Class: ElasticGraph::GraphQL::DatastoreSearchRouter

Inherits:

Object

Object
ElasticGraph::GraphQL::DatastoreSearchRouter

show all

Defined in:: lib/elastic_graph/graphql/datastore_search_router.rb

Overview

Responsible for routing datastore search requests to the appropriate cluster and index.

Instance Method Summary collapse

#initialize(datastore_clients_by_name:, logger:, monotonic_clock:, config:) ⇒ DatastoreSearchRouter constructor

A new instance of DatastoreSearchRouter.
#msearch(queries, query_tracker: QueryDetailsTracker.empty) ⇒ Object

Sends the datastore a multi-search request based on the given queries.

Constructor Details

#initialize(datastore_clients_by_name:, logger:, monotonic_clock:, config:) ⇒ `DatastoreSearchRouter`

Returns a new instance of DatastoreSearchRouter.

# File 'lib/elastic_graph/graphql/datastore_search_router.rb', line 19

def initialize(
  datastore_clients_by_name:,
  logger:,
  monotonic_clock:,
  config:
)
  @datastore_clients_by_name = datastore_clients_by_name
  @logger = logger
  @monotonic_clock = monotonic_clock
  @config = config
end

Instance Method Details

#msearch(queries, query_tracker: QueryDetailsTracker.empty) ⇒ `Object`

Sends the datastore a multi-search request based on the given queries. Returns a hash of responses keyed by the query.

# File 'lib/elastic_graph/graphql/datastore_search_router.rb', line 33

def msearch(queries, query_tracker: QueryDetailsTracker.empty)
  DatastoreQuery.perform(queries) do |header_body_tuples_by_query|
    # Here we set a client-side timeout, which causes the client to give up and close the connection.
    # According to [1]--"We have a new way to cancel search requests efficiently from the client
    # in 7.4 (by closing the underlying http channel)"--this should cause the server to stop
    # executing the search, and more importantly, gives us a strictly enforced timeout.
    #
    # In addition, the datastore supports a `timeout` option on a search body, but this timeout is
    # "best effort", applies to each shard (and not to the overall search request), and only interrupts
    # certain kinds of operations. [2] and [3] below have more info.
    #
    # Note that I have not been able to observe this `timeout` on a search body ever working
    # as documented.

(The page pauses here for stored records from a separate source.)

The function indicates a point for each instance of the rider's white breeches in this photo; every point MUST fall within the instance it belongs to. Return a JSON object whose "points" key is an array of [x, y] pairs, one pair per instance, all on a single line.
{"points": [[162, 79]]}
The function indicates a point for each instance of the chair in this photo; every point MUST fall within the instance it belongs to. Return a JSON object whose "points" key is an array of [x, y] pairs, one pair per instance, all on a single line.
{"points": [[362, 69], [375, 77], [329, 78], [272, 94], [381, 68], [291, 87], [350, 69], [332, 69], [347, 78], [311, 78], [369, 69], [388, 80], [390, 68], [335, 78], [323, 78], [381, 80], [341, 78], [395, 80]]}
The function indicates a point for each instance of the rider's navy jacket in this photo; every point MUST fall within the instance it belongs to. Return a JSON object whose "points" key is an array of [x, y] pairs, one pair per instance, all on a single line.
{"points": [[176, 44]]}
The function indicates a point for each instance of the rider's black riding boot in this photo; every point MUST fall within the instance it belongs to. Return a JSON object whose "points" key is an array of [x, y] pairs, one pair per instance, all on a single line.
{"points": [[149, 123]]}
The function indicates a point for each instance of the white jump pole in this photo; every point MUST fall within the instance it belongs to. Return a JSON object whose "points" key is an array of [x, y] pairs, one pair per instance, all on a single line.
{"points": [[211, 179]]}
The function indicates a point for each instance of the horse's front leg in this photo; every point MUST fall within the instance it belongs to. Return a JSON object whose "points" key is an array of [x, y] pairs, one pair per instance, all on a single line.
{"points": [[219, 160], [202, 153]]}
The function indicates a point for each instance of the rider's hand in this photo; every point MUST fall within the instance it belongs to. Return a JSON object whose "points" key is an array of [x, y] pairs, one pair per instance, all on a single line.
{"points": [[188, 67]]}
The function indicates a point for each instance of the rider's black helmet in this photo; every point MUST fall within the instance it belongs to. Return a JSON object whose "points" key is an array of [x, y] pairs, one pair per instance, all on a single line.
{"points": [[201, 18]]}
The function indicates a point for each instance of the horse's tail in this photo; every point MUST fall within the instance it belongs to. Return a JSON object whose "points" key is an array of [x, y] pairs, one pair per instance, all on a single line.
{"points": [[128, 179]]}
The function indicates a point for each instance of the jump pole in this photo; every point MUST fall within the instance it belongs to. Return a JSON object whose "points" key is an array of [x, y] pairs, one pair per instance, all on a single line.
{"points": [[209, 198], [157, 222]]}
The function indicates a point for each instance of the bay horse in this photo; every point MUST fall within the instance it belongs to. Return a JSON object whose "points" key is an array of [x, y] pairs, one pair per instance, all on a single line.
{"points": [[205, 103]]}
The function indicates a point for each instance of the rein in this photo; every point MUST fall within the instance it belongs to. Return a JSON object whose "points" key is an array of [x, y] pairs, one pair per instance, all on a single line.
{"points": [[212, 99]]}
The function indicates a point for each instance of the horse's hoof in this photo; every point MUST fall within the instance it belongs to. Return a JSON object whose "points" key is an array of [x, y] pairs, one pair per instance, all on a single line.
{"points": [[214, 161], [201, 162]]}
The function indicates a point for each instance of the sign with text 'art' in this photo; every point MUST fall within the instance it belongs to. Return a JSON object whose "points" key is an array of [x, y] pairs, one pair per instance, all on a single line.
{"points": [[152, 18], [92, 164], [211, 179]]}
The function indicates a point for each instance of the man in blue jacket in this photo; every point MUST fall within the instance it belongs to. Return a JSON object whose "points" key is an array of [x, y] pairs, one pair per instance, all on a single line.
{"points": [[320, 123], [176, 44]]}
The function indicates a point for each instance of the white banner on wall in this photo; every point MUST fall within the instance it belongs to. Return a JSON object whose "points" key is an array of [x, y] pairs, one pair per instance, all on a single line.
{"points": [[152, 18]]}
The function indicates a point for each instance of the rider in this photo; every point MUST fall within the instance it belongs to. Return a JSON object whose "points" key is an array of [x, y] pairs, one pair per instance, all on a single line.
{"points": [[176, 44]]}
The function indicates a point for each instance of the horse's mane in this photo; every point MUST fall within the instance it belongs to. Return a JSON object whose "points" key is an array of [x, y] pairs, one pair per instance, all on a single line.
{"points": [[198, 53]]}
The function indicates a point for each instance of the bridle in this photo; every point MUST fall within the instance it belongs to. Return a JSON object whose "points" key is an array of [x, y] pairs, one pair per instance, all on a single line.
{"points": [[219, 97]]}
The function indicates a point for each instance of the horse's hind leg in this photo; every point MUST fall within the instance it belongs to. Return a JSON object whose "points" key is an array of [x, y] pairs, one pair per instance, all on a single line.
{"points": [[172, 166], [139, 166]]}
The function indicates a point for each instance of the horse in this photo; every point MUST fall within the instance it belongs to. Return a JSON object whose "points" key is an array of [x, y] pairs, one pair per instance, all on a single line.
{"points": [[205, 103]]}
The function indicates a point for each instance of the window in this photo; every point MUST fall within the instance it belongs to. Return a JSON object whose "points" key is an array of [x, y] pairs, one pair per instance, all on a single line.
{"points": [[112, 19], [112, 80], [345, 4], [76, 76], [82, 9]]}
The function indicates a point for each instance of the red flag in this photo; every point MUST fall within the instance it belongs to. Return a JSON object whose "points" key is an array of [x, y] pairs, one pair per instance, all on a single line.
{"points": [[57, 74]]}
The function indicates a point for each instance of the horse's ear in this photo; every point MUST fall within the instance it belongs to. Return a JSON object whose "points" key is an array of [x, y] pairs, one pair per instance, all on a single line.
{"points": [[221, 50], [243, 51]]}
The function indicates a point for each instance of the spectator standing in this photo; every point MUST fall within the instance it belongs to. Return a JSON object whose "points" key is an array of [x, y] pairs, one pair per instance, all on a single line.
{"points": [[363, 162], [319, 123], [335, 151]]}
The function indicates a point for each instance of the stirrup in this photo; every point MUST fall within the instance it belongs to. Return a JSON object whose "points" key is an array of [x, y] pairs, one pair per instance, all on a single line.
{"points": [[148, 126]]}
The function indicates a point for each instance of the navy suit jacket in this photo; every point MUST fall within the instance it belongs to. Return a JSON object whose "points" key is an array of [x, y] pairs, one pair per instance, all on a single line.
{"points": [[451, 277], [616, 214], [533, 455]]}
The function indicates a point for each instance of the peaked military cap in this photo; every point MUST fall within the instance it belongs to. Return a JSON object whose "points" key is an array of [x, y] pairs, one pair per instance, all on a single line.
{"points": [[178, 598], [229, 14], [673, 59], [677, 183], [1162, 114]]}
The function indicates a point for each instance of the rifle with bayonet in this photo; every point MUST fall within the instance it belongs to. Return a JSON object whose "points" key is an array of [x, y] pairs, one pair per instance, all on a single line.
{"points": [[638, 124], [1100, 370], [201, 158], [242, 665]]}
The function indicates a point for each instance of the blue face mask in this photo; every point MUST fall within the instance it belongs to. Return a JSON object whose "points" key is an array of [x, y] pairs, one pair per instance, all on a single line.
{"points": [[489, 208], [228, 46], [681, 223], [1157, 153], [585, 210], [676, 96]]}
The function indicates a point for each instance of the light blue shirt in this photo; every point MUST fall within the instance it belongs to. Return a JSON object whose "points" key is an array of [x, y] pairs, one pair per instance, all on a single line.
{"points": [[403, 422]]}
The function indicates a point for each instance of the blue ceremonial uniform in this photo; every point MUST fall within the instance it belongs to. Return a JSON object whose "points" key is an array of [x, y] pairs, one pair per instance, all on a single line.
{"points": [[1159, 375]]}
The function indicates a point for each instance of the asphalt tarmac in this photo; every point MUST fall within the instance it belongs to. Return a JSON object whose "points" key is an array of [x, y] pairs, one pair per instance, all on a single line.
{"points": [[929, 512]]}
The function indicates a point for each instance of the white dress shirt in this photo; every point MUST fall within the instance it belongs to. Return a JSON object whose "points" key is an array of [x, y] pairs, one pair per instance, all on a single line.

In our test suite, none of the slow queries I have tried (both via
    # slow aggregation query and a slow script) have ever aborted early when that option is
    # set. In Kibana in production, @bsorbo observed it aborting a `search` request early
    # (but not necessarily an `msearch` request...), but even then, the response said `timed_out: false`!
    # Other people ([4]) have reported observing timeout having no effect on msearch requests.
    #
    # So, the client-side timeout is the main one we want here, and for now we are not using the
    # datastore search `timeout` option at all.
    #
    # For more info, see:
    #
    # [1] https://github.com/elastic/elasticsearch/issues/47716
    # [2] https://github.com/elastic/elasticsearch/pull/51858
    # [3] https://www.elastic.co/guide/en/elasticsearch/guide/current/_search_options.html#_timeout_2
    # [4] https://discuss.elastic.co/t/timeouts-ignored-in-multisearch/23673

    # Unfortunately, the Elasticsearch/OpenSearch clients don't support setting a per-request client-side timeout,
    # even though Faraday (the underlying HTTP client) does. To work around this, we pass our desired
    # timeout in a specific header that the `SupportTimeouts` Faraday middleware will use.
    headers = {TIMEOUT_MS_HEADER => msearch_request_timeout_from(queries)}.compact

    queries_and_header_body_tuples_by_datastore_client = header_body_tuples_by_query.group_by do |(query, header_body_tuples)|
      @datastore_clients_by_name.fetch(query.cluster_name)
    end

    datastore_query_started_at = @monotonic_clock.now_in_ms

    server_took_and_results = Support::Threading.parallel_map(queries_and_header_body_tuples_by_datastore_client) do |datastore_client, query_and_header_body_tuples_for_cluster|
      queries_for_cluster, header_body_tuples = query_and_header_body_tuples_for_cluster.transpose
      msearch_body = header_body_tuples.flatten(1)
      response = datastore_client.msearch(body: msearch_body, headers: headers)
      debug_query(query: msearch_body, response: response)
      ordered_responses = response.fetch("responses")
      [response["took"], queries_for_cluster.zip(ordered_responses)]
    end

    query_tracker.record_datastore_query_duration_ms(
      client: @monotonic_clock.now_in_ms - datastore_query_started_at,
      server: server_took_and_results.map(&:first).compact.max
    )

    server_took_and_results.flat_map(&:last).to_h.tap do |responses_by_query|
      log_shard_failure_if_necessary(responses_by_query)
      raise_search_failed_if_any_failures(responses_by_query)
    end
  end
end